The CCD is rendered in XML, a cousin of the HTML code that sits behind the content and presentation of the typical web page. As a result, the CCD can be displayed by any modern web browser. Without getting too technical, the CCD uses a related style sheet that determines the way the CCD data is displayed on screen. As a result, any CCD that you receive can easily be formatted to display in any way you like! Let’s say that you want the Alerts section (which contains important information such as allergies, adverse drug reactions, and perhaps such information as dangerousness) displayed in a bold red font in the top right corner of the page. You can modify your organization’s CCD style sheet to make it so. Thereafter, EVERY CCD you display will have the desired information in the desired font and position. It doesn’t matter who sends it. Compare that to searching through several inches of paper records that bear no resemblance to anything you do in your own organization. See what a breakthrough this would be? Below is the very same CCD, but displayed with two different style sheets. The fancier one is courtesy of Brett Marquard of Alschuler Associates, LLC.

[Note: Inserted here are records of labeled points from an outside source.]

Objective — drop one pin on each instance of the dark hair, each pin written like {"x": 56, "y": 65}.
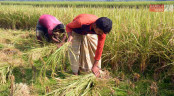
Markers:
{"x": 104, "y": 24}
{"x": 60, "y": 28}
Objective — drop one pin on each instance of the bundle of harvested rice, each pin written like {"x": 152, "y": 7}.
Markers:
{"x": 4, "y": 70}
{"x": 37, "y": 53}
{"x": 57, "y": 59}
{"x": 76, "y": 86}
{"x": 21, "y": 90}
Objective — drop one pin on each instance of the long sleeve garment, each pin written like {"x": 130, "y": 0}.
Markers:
{"x": 49, "y": 22}
{"x": 82, "y": 25}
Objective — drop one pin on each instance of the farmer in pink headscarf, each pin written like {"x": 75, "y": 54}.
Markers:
{"x": 48, "y": 28}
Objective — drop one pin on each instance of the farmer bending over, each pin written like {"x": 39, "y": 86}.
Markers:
{"x": 48, "y": 28}
{"x": 87, "y": 33}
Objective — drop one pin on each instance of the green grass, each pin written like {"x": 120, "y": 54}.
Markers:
{"x": 87, "y": 4}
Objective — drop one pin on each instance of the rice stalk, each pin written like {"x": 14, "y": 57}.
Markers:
{"x": 56, "y": 60}
{"x": 75, "y": 86}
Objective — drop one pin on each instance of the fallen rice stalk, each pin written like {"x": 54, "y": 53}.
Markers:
{"x": 76, "y": 86}
{"x": 57, "y": 59}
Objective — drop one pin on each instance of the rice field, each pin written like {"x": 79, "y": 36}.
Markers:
{"x": 138, "y": 52}
{"x": 137, "y": 4}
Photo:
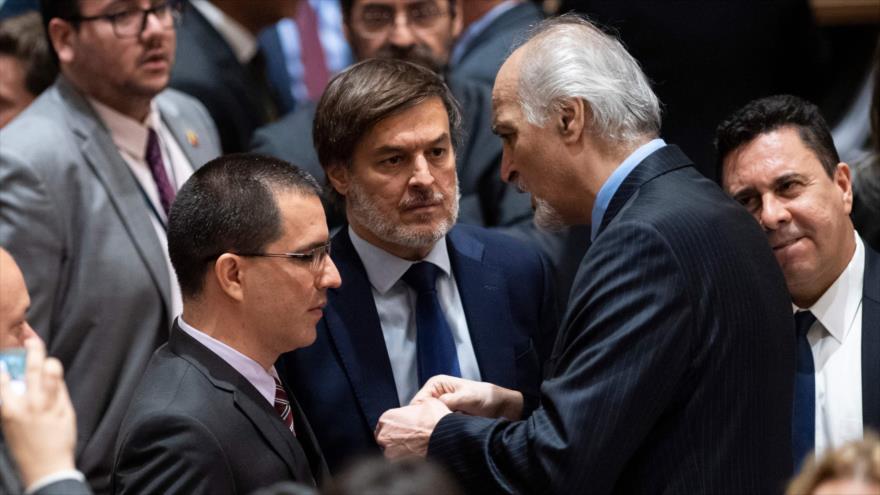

Returning to the meeting, after considerable discussion the group determined that we could, in fact, communicate our beloved DSM axes within the existing CCD specification, with no need for extension or new templates (another component of the document specification). This conclusion was nothing short of huge! The fact that we can get what we need without having to go hat-in-hand to the standards bodies to plead for inclusion of something new means that implementation can go forward on a much faster schedule. Our goal now is much more modest – just an Implementation Guide that describes how and where to put our unique stuff.

If you are still with me, and are curious, we determined that Axes I, II, and III diagnoses will go into Problems, along with additional specific diagnostic criteria (as findings or observations) when necessary. Axis IV will go into Social History, and Axis V will, of course, go into Functional Status.

This initial core group of stakeholders expects to add supporters over the coming months, complete a well-tuned CCD Implementation Guide for Behavioral Healthcare Providers, and put it into use in the field. In the meantime we will move forward, with the expectation of obtaining official adoption by the relevant standards bodies.